Pittsburgh observes Eastern Standard Time. Daylight saving time is in effect from the second Sunday in March through the first Sunday in November (actually, the change is made at 2am on Sun). Daylight saving time moves the clock 1 hour ahead of standard time. (Americans use the adage "spring ahead, fall back" to remember which way to change their clocks and watches.)

Tipping Tips are a very important part of certain workers' income, and gratuities are the standard way of showing appreciation for services provided. (Tipping is certainly not compulsory if the service is poor.) In hotels, tip bellhops at least $1 per bag ($2-$3 if you have a lot of luggage) and tip the chamber staff $1 to $2 per day (more if you've left a disaster area to clean up). Tip the doorman or concierge only if he or she has provided you with some specific service (for example, calling a cab for you or obtaining difficult-to-get theater tickets). Tip the valet-parking attendant $1 every time you get your car.
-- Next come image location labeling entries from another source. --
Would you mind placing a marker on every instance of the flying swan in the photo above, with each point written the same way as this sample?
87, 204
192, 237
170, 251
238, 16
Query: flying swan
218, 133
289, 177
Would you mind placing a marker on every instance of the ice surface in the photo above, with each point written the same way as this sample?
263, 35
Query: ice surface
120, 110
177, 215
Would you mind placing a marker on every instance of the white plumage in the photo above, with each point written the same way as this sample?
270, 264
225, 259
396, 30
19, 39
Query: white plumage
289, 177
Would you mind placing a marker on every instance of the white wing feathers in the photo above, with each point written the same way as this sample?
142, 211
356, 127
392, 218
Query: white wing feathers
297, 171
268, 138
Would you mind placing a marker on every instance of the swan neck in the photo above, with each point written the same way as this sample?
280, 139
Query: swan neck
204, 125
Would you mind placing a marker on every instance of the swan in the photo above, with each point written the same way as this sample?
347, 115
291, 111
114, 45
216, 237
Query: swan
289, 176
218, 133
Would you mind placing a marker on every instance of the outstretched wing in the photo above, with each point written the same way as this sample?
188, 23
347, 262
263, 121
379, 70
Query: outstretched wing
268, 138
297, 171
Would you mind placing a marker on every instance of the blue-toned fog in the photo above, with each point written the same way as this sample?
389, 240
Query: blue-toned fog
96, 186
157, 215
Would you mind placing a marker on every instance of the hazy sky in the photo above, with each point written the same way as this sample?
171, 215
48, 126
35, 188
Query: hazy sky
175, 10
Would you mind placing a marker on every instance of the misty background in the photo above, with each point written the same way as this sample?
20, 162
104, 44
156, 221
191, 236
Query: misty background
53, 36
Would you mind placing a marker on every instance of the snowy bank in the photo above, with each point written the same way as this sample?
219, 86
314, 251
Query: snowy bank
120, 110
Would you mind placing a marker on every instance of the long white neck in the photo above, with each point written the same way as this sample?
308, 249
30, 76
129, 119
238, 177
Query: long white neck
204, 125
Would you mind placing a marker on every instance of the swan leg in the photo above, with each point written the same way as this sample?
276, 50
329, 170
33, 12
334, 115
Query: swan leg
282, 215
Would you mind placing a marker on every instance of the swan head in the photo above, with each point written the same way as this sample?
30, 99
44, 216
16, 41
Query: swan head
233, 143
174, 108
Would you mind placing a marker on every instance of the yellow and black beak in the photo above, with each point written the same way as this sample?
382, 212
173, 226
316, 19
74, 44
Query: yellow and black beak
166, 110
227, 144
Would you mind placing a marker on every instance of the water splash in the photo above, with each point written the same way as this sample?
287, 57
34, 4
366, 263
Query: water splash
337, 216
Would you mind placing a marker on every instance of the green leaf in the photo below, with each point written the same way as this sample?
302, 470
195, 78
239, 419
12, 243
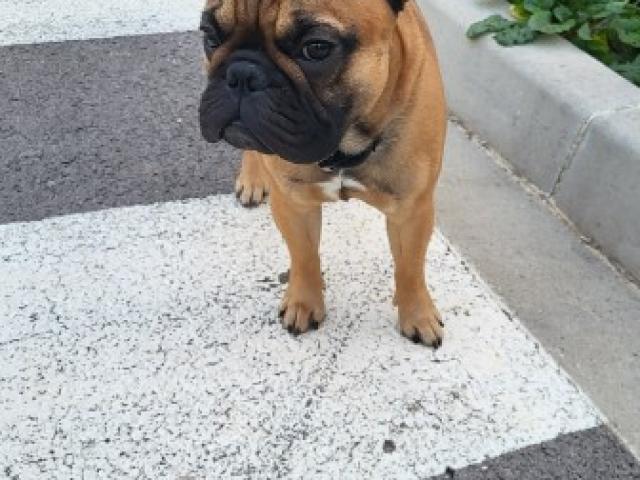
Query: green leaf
631, 70
519, 13
534, 6
562, 13
584, 32
517, 34
493, 24
543, 22
628, 30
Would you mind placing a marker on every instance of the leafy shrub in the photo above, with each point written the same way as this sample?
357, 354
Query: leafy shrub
607, 29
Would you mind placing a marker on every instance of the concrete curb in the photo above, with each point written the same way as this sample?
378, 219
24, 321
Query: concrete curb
564, 120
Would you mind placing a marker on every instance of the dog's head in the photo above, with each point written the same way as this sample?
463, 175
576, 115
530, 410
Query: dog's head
295, 78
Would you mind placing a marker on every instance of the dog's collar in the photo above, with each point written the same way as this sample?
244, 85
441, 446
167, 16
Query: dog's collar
341, 160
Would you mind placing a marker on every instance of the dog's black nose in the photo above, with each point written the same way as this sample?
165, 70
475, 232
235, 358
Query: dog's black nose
246, 77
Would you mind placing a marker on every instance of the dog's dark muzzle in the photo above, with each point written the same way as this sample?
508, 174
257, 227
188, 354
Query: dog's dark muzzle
251, 104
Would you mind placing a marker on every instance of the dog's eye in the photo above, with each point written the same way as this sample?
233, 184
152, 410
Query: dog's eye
211, 39
317, 50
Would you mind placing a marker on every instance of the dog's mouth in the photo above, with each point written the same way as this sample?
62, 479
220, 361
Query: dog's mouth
238, 135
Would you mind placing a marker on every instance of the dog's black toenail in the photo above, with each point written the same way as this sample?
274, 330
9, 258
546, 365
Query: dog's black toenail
283, 278
389, 446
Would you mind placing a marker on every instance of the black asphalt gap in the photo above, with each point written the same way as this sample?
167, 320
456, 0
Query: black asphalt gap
87, 125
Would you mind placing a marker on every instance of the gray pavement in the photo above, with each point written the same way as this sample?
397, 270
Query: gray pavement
104, 123
586, 314
96, 126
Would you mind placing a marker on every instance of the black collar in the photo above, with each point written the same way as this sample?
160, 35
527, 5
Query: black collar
340, 160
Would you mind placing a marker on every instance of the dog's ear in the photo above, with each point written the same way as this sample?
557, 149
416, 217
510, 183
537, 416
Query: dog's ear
397, 5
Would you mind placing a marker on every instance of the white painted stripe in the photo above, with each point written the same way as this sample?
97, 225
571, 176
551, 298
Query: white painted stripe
144, 343
35, 21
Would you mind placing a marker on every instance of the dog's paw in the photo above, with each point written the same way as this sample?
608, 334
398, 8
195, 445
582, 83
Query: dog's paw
301, 310
423, 324
250, 191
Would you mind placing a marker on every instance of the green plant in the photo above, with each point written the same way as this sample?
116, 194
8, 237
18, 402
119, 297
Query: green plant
607, 29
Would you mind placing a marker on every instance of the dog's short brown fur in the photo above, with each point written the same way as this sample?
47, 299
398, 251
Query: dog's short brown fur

In restaurants, bars, and nightclubs, tip service staff 15% to 20% of the check, tip bartenders 10% to 15%, tip checkroom attendants $1 per garment, and tip valet-parking attendants $1 per vehicle.

As for other service personnel, tip cab drivers 15% of the fare; tip skycaps at airports $1 to $2 per bag ($2-$3 if you have a lot of luggage); and tip hairdressers and barbers 15% to 20%.

Water Pittsburgh enjoys fine-quality tap water, both for drinking and bathing.

Note : This information was accurate when it was published, but can change without notice. Please be sure to confirm all rates and details directly with the companies in question before planning your trip.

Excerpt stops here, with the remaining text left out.